How to use API

The API is comprised of various web resources with associated actions that can be used to interact with the system.


To execute a call within the management API, a user has to be authenticated within the gateway.

After your account is set up, you will receive service user credentials comprised of the username, which starts with "api-", and the password. You have to use these two values for authorization, which can be done via HTTP authentication. To learn more about this method, follow the link. To review examples for HTTP authentication with PHP and Java languages, follow the corresponding links.

Resource URL

Resource URL is a value uniquely identifying a particular resource within an API. Note that actual domain name will differ from the one listed in the documentation and always depends on your specific installation. URL is comprised of two types of sub-components: static and dynamic.

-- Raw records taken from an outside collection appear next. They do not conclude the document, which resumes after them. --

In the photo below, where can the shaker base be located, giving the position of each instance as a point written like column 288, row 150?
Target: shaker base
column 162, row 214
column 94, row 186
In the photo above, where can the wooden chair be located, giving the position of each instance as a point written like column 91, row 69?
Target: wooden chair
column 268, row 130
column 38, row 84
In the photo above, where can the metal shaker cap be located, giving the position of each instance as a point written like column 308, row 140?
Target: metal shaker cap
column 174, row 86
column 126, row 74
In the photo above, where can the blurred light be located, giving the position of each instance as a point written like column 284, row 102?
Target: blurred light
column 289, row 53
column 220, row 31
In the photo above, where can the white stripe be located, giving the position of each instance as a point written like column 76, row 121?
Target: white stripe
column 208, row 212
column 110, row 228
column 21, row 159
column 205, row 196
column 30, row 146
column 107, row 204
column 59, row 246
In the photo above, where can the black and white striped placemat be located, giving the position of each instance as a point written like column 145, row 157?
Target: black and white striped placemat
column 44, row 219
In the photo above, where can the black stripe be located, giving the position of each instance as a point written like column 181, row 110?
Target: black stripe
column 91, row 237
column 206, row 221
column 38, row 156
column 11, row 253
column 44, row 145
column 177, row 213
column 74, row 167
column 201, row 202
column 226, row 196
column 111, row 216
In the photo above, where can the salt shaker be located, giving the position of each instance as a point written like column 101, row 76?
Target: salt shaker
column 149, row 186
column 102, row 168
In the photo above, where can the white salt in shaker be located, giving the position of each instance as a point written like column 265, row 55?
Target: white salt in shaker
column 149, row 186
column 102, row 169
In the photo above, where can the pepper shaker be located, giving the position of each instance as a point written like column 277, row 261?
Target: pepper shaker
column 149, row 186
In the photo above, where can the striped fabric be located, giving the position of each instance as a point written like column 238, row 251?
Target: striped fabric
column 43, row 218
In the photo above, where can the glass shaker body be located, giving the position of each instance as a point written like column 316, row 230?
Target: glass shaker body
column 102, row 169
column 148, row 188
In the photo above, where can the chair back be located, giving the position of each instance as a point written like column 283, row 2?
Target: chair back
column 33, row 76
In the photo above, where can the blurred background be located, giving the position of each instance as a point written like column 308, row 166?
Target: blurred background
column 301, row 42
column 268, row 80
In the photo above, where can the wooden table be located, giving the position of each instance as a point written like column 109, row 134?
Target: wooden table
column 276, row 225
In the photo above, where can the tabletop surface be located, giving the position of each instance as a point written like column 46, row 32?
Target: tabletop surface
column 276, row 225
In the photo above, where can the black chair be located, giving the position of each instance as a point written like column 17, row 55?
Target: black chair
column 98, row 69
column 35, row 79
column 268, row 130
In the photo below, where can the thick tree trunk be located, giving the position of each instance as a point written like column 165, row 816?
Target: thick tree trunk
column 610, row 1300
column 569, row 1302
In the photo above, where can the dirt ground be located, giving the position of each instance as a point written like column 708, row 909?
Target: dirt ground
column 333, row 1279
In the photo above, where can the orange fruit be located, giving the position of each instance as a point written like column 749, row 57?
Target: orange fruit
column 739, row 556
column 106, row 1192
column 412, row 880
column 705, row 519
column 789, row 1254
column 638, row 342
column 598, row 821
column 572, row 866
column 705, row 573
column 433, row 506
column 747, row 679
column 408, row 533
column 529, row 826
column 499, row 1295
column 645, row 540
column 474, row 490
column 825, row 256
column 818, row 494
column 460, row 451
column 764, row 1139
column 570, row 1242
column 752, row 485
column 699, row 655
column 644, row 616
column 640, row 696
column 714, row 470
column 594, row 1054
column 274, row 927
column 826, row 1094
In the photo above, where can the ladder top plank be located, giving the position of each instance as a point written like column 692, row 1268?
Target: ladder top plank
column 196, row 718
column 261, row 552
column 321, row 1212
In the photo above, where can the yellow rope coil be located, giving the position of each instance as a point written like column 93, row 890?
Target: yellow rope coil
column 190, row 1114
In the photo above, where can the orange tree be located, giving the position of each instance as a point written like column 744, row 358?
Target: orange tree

Static subcomponents are used for structural purposes and never change.

Dynamic subcomponents represent variables that must be set with appropriate values to access a specific resource or create one that is to be identified by a specific value. Dynamic subcomponents/variables are shown in square brackets (e.g. [variable-name]).

When submitting an API request, you can use either gateway server URL or the Sanitizing Data Filter (Unibroker) server URL as an endpoint.
Requests that contain tokenized card numbers/bank account numbers can be submitted directly to {Unipay} server.
To reduce PCI exposure, requests with non-tokenized (raw) account data should be passed through the sanitizing data filter server. Otherwise, L04 error will be returned (Processing of raw account data is not allowed through the specified API end-point for the current user).
If you don’t have a specific reason, we recommend sending all the requests to the same endpoint (data filter).


Actions are functions associated with resources that perform specific operations. Each action is associated with a single HTTP method. Actions are divided into two groups: implicit and explicit.

Implicit actions can be invoked without explicit indication of the action's name. The name is derived from the HTTP method used. Indicating explicitly name of the action for implicit actions has no negative consequences and can be done if desired.

Explicit actions require action name to be explicitly indicated because HTTP method is not sufficient to conclude that this specific action is desired.

To indicate action's name add / after the owning resource URI, followed by ~ identifying the beginning of the action's name, followed by the name of the action.

Example of calling an action called 'find' on the resource called 'merchants':



Dynamic WADL file is available at the following URL:

You can specify the value of the domain and generate the file for this domain.

Example of generating WADL file for a particular domain:


Content Type

Each action consumes and produces various content types. The following types are supported:

Consumes (request content type):

  • json - JSON message
  • xml - XML message
  • query - query string style parameters
  • multipart/binary - binary stream within multi-part request

Produces (response content type):

  • json - JSON message
  • xml - XML message
  • query - query string style parameters
  • csv - pipe (|) delimited file
  • binary - binary stream

Request content type is derived automatically from the request message sent to the server. Response content type can be identified by appending a dot (.) followed by the name of the content type at the end of the request URL.

Example of calling an action called 'find' on the resource called 'merchants', requesting response content to be xml:

https://[server-name]/api/v01/merchants/~find.xml When multiple response content types are supported and no preference is indicated by the request, json content type is assumed by default.

Complex Type Parameters

When URL parameter is a complex type, the name of this parameter is derived by concatenation of the original parameters' name and the name of sub-field of the complex type (using dot (.) as a separator).

Handling Special Characters

Please note that if you are going to use allowed special characters in API request, they should be encoded.
For example, the filed merchantPassword=Mr.Ap&i O'B"r<ien should be submitted as merchantPassword=Mr.Ap%26i%20O%27B%22r%3Cien.

API Response

API response consists of the header (HTTP status code) and the body.

500 Internal Server Error is returned in the response header if the server encountered an unexpected issue that prevented it from processing and fulfilling the request that you have submitted. In this case, the response is not generated and, thus, the response body is empty.
If the request has been fulfilled on the server, 200 OK is returned in the header, and the API response is generated and returned in the body. The response body may contain an API object - if the request has been processed successfully or a Unipay Exception (response code and error message) - if an application error occurred while processing your request. For example, when processing a sale transaction, 200 OK status code is returned in the header both in the case of approval and decline.